Though it took the outer world by surprise, the immediate result of the publication of Hogg’s two volumes was less surprising to the literary coteries, and no matter of surprise whatever to the few members of those coteries, who, knowing that Hogg was a robust enemy of shams, knew that no biographer would satisfy Field Place, which should fail to accord with the straight-nosed pictures, and with the notion that Shelley was a being of stainless purity and angelic holiness.

If, in writing the Life, Hogg’s first duty was to be thoughtful for the sensibilities of Field Place, his book must indeed be declared a bad one.

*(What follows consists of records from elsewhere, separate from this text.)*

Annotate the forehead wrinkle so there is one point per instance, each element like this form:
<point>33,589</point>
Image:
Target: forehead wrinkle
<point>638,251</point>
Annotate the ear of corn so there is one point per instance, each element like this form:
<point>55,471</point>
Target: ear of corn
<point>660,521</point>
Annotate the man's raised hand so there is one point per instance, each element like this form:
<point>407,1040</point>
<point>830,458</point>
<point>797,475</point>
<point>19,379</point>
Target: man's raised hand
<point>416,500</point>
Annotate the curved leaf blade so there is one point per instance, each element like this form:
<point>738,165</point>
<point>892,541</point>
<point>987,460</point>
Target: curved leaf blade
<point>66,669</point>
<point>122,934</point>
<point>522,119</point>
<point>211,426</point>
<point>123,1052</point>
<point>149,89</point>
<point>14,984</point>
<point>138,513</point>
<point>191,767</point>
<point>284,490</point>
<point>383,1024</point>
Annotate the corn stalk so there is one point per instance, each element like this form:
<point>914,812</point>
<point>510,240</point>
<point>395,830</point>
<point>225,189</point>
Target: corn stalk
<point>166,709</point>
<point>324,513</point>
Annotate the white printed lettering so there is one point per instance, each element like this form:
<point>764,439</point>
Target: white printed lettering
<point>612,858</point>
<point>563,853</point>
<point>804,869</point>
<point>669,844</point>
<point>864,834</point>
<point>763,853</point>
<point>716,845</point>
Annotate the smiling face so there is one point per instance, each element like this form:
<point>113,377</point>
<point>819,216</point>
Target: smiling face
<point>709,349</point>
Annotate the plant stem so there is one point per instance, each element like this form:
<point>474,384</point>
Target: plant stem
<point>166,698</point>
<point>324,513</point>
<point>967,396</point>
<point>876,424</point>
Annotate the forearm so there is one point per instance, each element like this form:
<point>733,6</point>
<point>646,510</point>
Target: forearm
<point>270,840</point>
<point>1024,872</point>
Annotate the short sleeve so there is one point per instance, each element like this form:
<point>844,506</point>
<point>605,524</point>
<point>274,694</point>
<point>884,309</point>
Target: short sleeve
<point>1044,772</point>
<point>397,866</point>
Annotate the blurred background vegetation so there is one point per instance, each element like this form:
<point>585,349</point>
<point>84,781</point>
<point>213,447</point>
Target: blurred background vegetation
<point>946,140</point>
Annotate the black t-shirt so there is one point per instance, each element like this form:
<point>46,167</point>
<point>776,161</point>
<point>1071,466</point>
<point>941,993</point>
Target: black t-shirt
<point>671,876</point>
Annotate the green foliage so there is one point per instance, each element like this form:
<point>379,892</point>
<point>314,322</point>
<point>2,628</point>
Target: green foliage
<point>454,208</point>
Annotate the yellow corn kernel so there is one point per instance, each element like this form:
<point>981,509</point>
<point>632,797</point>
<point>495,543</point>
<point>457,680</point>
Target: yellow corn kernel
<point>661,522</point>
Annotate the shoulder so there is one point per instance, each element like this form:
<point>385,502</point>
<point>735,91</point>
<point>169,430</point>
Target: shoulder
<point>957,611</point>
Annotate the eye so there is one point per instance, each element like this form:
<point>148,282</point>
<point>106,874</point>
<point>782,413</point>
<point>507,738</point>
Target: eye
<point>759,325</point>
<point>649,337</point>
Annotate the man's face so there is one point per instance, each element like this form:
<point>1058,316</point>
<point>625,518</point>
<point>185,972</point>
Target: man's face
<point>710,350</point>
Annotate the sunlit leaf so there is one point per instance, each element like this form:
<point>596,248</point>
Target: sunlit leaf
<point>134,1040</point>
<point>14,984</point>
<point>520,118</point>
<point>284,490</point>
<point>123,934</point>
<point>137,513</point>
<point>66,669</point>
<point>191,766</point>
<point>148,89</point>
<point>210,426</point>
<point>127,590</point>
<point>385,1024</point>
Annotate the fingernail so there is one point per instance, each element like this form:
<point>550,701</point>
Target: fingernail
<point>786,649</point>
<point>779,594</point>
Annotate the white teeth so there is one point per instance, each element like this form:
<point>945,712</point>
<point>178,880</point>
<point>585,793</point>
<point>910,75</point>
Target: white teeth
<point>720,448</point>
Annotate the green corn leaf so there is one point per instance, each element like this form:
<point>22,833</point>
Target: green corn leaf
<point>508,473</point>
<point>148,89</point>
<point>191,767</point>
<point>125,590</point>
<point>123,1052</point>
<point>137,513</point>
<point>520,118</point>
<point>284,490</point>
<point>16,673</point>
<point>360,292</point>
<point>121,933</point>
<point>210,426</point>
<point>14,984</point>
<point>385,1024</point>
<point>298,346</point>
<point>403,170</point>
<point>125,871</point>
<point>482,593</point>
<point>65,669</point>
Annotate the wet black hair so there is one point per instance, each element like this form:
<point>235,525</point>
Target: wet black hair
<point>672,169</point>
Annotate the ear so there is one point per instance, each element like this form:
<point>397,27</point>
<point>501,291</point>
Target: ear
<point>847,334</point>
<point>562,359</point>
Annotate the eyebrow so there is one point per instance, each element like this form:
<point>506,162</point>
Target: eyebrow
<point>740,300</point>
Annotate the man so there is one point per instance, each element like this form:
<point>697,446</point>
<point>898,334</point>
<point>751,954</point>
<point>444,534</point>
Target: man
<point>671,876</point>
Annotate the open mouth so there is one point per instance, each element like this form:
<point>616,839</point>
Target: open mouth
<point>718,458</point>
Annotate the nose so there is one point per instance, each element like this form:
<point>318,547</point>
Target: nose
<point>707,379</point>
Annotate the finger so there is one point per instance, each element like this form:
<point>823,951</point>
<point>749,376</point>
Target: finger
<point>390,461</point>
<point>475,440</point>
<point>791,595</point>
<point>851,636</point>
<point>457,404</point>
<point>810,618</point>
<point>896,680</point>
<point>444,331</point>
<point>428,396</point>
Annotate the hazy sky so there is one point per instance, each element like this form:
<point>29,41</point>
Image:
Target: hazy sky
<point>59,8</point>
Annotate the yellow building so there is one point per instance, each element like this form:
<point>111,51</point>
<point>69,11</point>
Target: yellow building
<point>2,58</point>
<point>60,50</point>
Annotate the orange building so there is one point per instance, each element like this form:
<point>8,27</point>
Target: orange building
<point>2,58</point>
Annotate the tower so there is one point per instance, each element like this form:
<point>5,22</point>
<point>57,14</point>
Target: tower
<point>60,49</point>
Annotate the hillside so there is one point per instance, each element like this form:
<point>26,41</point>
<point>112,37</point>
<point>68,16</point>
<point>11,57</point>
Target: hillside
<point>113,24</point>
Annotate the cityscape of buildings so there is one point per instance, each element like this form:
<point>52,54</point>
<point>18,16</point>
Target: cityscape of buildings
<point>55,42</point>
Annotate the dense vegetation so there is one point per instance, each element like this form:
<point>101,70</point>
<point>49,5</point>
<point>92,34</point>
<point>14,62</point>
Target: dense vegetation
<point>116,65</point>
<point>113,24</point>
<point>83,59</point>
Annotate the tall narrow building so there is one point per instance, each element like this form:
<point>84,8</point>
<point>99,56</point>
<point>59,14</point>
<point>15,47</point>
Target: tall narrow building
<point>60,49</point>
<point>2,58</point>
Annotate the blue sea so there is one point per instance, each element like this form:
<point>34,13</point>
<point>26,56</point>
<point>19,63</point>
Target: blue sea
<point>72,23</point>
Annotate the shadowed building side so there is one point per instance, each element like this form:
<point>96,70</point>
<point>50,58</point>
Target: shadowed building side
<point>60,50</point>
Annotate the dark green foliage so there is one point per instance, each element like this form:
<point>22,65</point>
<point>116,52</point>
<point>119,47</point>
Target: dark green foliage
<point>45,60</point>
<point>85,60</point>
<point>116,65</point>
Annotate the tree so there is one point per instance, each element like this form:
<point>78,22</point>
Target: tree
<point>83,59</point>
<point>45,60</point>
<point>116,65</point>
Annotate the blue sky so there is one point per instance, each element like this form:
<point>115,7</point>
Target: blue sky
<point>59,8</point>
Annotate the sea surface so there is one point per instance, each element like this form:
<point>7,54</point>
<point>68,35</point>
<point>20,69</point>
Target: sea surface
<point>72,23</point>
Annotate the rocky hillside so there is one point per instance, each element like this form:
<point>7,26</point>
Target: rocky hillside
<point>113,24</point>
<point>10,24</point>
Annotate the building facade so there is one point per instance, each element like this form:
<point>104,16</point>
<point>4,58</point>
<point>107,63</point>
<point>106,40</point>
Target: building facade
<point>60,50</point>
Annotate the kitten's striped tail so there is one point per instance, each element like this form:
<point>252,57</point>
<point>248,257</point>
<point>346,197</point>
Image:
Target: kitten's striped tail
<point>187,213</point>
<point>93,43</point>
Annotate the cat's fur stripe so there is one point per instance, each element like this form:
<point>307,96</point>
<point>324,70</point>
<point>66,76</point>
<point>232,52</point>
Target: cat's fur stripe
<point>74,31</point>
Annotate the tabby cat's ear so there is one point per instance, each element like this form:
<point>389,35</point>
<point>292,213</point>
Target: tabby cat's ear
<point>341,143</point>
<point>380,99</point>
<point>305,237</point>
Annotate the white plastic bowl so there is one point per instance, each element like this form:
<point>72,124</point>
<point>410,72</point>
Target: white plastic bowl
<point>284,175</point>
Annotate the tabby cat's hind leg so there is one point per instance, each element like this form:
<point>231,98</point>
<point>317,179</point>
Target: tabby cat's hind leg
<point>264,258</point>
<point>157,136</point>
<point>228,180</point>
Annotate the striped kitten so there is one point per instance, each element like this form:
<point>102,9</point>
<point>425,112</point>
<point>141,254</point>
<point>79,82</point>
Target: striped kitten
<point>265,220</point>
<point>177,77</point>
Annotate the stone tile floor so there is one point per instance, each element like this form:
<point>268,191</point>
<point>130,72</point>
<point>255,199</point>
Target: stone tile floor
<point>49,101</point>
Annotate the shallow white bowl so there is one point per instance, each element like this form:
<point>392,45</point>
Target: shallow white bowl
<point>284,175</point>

Instead of giving readers the Shelley indicated by the frontispiece of the first volume, or the Shelley who, under auspicious circumstances might have been the Saviour of the World, or a Shelley who might have sobered down into a pheasant-shooting squire and Chairman of Quarter-Sessions, the biographer makes us acquainted with the wayward, freakish, impulsive, scarcely sane, and ever restless Shelley of the poet’s early manhood,—the Shelley, whose great wit was divided from madness by a strangely thin partition; the Shelley, whose earnestness was too often associated with perversity, whose winning candour was curiously allied with secretiveness, whose impulsive benevolence was perplexingly linked with indifference to the feelings and rights of particular individuals; the Shelley, whose several amiable and generous traits were attended by qualities that were neither beneficent nor agreeable. Showing that this whimsical Shelley was a frequent utterer of untruths that were altogether or partly referable to delusions, Hogg also shows by evidence of the most conclusive kind that this perplexing Shelley could also utter untruths, knowing them to be untruths—was capable of telling fibs to escape a trivial inconvenience,—was capable of writing false and wheedling letters to get money, and of admitting with a singular, if not absolutely unique, shamelessness, that he had told a lie, or meant to tell a lie for a very slight reason.